There’s no denying that Saturday Night Live is in the midst of a lackluster season, so the question surrounding the return of All-Star host Justin Timberlake this week (his fifth time in the role) raised the question: Would the former N’Sync-er inspire the show’s writing staff to whip up some decent punch lines or would JT get dragged into the “Californians”-style muck?
UPDATE: At minimum, Timberlake put big numbers on the tote board — a 5.9 rating among metered-market households and a 15 share, the show’s best scores since Charles Barkley circa January 2012.
Timberlake also worked his multihyphentate butt off: Single-handedly taking charge of a pretty amusing Elton John-at-Hugo-Chavez’s-funeral cold open (whereas most hosts don’t appear till the opening monologue); riffing during said monologue with A-listers including Steve Martin, Martin Short, Alec Baldwin, Tom Hanks, Chevy Chase, Dan Aykroyd and Candice Bergen; and even pulling double duty as musical guest.
And the good news is, the hard work paid off: Sure, the episode had a few serious clunkers, but the laughter-to-groans ratio was more than acceptable (and even brought us the return of Martin and Aykroyd’s Festrunk Brothers, and Timberlake and Andy Samberg’s “Dick in a Box” singers, all in one skit). Below are my picks for the night’s best and worst.
BEST: Moet & Chandon Ad
Vanessa Bayer and Cecily Strong brought back what could be a one-joke concept — former porn stars doing ad testimonials to score free product — and once again elevated it to pure hilarity with their slurry line readings and increasingly absurdist details.

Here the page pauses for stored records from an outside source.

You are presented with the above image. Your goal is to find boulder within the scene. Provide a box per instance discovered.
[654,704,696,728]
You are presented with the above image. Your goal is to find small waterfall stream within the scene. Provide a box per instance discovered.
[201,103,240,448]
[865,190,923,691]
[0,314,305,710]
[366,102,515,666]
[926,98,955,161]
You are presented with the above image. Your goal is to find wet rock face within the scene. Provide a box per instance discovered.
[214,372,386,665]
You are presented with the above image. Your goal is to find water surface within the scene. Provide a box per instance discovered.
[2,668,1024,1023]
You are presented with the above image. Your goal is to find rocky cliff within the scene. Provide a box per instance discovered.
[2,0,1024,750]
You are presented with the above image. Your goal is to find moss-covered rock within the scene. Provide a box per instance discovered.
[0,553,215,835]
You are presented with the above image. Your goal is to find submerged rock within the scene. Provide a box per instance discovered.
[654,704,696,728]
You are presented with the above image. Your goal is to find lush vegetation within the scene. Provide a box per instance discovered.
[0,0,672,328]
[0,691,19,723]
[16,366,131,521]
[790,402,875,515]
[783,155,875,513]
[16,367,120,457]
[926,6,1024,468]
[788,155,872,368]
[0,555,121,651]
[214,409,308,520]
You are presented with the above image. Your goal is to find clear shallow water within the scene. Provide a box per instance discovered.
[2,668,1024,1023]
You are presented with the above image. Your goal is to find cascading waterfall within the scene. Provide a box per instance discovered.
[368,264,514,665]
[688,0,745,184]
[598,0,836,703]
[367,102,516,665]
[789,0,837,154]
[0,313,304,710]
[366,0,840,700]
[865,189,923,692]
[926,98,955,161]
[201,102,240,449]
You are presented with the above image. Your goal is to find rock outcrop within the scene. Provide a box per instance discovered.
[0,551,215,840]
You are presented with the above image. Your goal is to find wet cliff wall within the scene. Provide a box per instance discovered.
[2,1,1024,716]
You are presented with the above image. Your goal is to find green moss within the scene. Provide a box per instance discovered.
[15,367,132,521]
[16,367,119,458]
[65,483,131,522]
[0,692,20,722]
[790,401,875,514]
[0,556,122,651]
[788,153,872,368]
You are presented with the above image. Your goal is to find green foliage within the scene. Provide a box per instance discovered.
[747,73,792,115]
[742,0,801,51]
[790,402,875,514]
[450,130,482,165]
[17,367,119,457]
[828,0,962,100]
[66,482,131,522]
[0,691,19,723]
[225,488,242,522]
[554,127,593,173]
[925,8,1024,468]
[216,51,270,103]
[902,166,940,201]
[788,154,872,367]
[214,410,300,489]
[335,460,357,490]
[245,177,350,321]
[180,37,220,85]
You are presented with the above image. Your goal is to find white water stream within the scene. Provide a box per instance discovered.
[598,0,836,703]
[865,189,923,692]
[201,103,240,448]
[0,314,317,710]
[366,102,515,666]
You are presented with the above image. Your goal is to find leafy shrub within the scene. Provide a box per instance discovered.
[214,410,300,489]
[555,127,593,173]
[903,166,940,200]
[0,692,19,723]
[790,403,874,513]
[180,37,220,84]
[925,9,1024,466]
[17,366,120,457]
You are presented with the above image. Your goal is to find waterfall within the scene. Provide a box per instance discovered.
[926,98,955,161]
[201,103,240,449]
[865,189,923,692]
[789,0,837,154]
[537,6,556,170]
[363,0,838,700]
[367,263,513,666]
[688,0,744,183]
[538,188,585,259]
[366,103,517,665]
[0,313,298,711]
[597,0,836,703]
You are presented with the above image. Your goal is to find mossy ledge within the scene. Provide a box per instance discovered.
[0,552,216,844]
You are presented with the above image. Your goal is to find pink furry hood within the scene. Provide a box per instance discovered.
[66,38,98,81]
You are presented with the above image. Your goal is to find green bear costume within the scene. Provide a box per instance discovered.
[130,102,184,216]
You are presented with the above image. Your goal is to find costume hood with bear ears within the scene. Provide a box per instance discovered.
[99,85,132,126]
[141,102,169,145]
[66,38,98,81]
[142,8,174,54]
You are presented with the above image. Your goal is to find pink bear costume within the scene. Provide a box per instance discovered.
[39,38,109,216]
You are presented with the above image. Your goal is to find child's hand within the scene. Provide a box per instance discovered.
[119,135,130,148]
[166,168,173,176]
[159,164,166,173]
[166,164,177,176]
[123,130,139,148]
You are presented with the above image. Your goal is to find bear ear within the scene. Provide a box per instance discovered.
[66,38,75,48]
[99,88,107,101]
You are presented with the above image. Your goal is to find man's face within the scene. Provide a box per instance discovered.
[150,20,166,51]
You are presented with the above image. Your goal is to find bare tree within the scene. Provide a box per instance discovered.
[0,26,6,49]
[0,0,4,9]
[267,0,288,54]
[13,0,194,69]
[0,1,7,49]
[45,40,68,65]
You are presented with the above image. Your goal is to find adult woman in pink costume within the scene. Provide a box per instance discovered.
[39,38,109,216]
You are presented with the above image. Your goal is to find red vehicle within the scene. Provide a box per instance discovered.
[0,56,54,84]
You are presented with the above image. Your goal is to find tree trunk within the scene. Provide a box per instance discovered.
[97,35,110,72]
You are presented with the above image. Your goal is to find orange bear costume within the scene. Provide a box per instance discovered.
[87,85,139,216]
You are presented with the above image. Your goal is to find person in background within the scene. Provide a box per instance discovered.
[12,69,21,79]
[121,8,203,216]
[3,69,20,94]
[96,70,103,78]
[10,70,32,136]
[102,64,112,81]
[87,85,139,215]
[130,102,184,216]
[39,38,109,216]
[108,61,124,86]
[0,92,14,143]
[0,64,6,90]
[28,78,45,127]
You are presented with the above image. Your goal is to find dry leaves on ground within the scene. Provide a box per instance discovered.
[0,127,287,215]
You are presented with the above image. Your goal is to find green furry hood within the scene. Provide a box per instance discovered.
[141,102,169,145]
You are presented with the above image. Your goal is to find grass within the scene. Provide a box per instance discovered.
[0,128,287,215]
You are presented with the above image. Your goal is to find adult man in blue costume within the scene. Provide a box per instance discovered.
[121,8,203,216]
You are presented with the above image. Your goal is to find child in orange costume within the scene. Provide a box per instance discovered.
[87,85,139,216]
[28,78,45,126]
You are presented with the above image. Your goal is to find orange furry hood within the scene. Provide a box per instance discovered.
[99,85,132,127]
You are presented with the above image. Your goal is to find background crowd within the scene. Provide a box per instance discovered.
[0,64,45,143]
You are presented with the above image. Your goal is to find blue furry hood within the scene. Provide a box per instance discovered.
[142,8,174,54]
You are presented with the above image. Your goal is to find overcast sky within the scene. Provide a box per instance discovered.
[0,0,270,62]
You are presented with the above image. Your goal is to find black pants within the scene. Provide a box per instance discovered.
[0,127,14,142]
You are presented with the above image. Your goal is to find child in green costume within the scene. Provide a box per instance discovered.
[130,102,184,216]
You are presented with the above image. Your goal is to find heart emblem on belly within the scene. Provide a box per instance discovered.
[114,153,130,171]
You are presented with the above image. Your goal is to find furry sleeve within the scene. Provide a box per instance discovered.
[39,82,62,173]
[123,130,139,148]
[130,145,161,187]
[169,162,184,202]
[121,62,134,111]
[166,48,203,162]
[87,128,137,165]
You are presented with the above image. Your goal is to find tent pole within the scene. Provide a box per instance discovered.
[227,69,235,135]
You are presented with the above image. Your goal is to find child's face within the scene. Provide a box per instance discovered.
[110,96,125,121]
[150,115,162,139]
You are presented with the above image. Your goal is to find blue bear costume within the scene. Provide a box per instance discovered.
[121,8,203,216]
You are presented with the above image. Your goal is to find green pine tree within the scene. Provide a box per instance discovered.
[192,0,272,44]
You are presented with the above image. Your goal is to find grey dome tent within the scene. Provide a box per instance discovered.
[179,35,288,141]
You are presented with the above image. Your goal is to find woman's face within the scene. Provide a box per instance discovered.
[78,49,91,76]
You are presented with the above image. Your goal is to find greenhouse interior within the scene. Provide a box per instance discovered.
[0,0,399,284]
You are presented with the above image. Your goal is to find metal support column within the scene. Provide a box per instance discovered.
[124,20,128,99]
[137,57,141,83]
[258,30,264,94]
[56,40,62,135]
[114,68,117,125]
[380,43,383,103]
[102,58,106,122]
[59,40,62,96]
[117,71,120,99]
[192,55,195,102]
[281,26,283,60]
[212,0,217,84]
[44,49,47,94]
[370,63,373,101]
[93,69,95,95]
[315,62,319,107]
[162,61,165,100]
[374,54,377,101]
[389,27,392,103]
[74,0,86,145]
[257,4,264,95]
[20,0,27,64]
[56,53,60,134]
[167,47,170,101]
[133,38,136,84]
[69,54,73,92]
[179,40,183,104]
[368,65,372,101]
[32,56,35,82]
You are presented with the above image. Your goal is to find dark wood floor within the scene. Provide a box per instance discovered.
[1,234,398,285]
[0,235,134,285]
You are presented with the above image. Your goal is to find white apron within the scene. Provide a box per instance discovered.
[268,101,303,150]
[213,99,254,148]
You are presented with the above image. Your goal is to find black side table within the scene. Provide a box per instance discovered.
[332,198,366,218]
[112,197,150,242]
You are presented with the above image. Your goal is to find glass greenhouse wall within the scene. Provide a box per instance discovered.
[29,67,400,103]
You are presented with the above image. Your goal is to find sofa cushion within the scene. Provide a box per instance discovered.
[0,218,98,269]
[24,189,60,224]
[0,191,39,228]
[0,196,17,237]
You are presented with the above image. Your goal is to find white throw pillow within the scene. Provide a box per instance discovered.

From the botched pronunciation of “effervescence” to Strong’s character’s tale of getting “banged into a sinkhole,” I roared with laughter from start to finish. (Bonus points via JT’s feminist pornographer dropping Friends references, too.)
BEST: Vegan Ville
Timberlake in a giant tofu costume, extolling the virtues of meatless burgers and brown rice in song parodys so deeply stupid you just had to laugh. My favorite line: Starting “We Found Love in a Meatless Place” with the phrase “yellow quinoa.” Amazing. [Video unavailable, likely due to song-clearance issues.]
HONORABLE MENTION: Stefon
From that opening zinger about the Weekend Update nightlife correspondent writing for Smash to an impression of Donald Duck having a Vietnam nightmare, it was a relief to have Bill Hader’s wackiest character back in the mix.
WORST: Tales of Sober Caligula
Bad enough that Timberlake was forced to deliver exceedingly lame jokes about his emperor’s 12-step recovery, but that ending about lopping off and ingesting Bobby Moynihan’s testicles? Totally repugnant.
WORST: Maine Justice
Maybe you have to be from Maine — or New Orleans — to get this extended joke about Cajun crazies like Jason Sudeikis’ judge (and JT’s badly wigged bailiff) ruling the roost of a courtroom in the furthest state east, but gags like a crocodile puppet eating andouille sausage leave me slack-jawed with befuddlement.
What did you think of Timberlake’s fifth time as host? What were your picks for best and worst moments? And are you digging JT’s new music? (I gotta admit, I’d rather listen to “Sexyback.”) Sound off in the comments!